The KDE forum and bug reporting infrastructure it relies on hides Krita effectively from view as one of many KDE projects. Compared to the pretty and modern Krita main website, the KDE web pages you reach once you dive deeper are bland and frankly off-putting, a generic place to which I have no particular urge to contribute. That the Krita KDE-forum can't even downscale an image for you, but requires you to first yourself rescale the image before uploading, is so old-fashioned that it's clear the place was never originally intended to be hosting art. So yes, this part is an annoyance, unrelated to the program itself as it is.

What sets Krita apart from the other tools that you use?

The transform tool mentioned above and the sketch-brush engine which is great fun. The perspective tool is also a very cool addition, just to name a few things. Krita seems to have the development push, support and ambition to create a professional and polished experience. So it will be very interesting to follow its development in the future.

If you had to pick one favourite of all your work done in Krita so far, what would it be, and why?

"The Curious Look". This is a fun image of a recurring character of mine. Whereas I had done images in Krita before, this one was the first I decided to make in Krita from beginning to end.

What techniques and brushes did you use in it?

This is completely hand-painted only using one of Krita's sketch brushes, which I was having great fun with!

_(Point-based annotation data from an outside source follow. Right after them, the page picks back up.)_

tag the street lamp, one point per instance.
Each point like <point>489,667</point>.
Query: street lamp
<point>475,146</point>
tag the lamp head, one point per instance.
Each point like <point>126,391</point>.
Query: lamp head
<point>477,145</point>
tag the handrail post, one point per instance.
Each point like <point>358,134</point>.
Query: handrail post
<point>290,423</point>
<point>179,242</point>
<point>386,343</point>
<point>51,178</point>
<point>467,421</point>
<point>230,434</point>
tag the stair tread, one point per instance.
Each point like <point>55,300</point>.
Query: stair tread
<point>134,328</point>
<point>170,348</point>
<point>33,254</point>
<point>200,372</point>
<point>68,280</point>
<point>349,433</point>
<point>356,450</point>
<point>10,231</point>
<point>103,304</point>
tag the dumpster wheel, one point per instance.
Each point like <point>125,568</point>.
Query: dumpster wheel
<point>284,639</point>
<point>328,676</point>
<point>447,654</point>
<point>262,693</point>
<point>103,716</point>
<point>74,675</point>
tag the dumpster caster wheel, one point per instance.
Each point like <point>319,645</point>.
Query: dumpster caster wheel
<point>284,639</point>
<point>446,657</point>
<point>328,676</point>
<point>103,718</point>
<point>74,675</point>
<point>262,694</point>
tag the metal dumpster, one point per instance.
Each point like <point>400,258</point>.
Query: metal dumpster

Where can people see more of your work?

You can find my artwork on DeviantArt here: http://griatch-art.deviantart.com/ I have made many tutorials for making art in OSS programs: http://griatch-art.deviantart.com/journal/Tutorials-237116359 I also have a Youtube channel with amply commented timelapse painting videos: https://www.youtube.com/user/griatch/videos

Anything else you'd like to share?

Nothing more than wishing the Krita devs good luck with the future development of the program!